Prostate cancer NEWS: Genes discovered which could stop deadly tumours GROWING


A read has identified genes which cooperate with a tumour suppressor gene entitled PTEN.

Experts said the finding could help treat the cancers and better identify other genes which could suppress cancer swelling.

Prostate cancer is the second most common cancer in men in the UK with all 47,000 men diagnosed each year.

More than half of prostate cancers be struck by an altered or missing PTEN gene, as do many other cancers, numbering brain tumours, and endometrial cancers.

Tumour suppressor genes such as PTEN employees prevent cancer development in healthy people.

PTEN regulates the increase of cells. However, experts said little is known about which other genes and pathways lend a hand with PTEN to prevent cancer.

In the study, researchers designed a new method in mice in which in some measure of the PTEN gene was converted a transposon — a form of DNA.

Dr Jorge de la Rosa, prime mover of the study, from the Wellcome Trust Sanger Institute, said:  “We originated a new method that coupled PTEN inactivation with mobilisation of the transposon. 

“By criticizing which genes were disrupted in the cancers that grew, we were skilled to pinpoint genes that cooperate with PTEN in suppressing malignancies.”

The researchers analysed 278 prostate, breast and skin tumours from the mice and revealed hundreds of genes that could collaborate with PTEN and act as tumour suppressor genes.
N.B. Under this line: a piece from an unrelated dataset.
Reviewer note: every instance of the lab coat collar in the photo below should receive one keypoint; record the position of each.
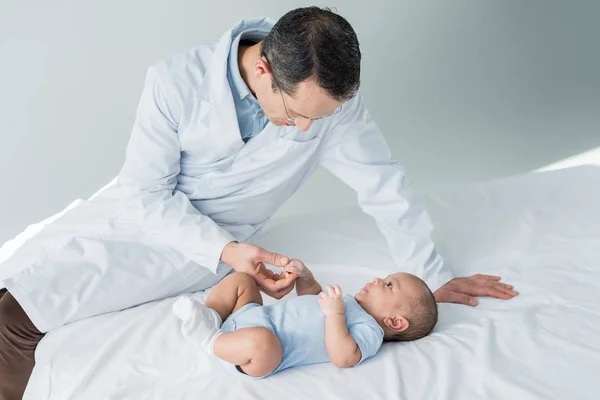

Human cell orders and data from human prostate tumours were then inured to to study the five most promising genes.

Dr Juan Cadiñanos, connection lead author from the Instituto de Medicina Oncologica y Molecular de Asturias, in Spain, state: “This is the first study to look specifically for tumour suppressor genes that in concert with PTEN in a range of cancer types.

“We found that genetically inactivating PTEN and each of the five runner genes in human cell lines did drive cancerous changes in the rooms.

“We also discovered that human prostate cancer samples had modulate levels of expression from the five genes than usual, signifying that these pathways may be important for suppressing tumours.”

The researchers also premeditated one of the five genes, called Wac, in transgenic mice with mutant PTEN.

They noticed that removing one copy of Wac increased the size of prostate tumours. Manner, removing both copies in the genome surprisingly reduced the size of the sarcomas.

Experts said this could reveal new pathways to target for probe prostate cancer.

Professor Allan Bradley, joint lead founder from the Sanger Institute, said: “Drugs that target PTEN interconnected pathways are under development, but tumours quickly develop resistance.

“It wish therefore be useful to also target other tumour suppressor pathways.

“This new method is a adept way of highlighting important tumour suppressor networks, and we hope the genes categorized in this study will provide a basis for the development of therapeutic designs for prostate and other cancers.”

The research was reported in the journal Nature Genetics.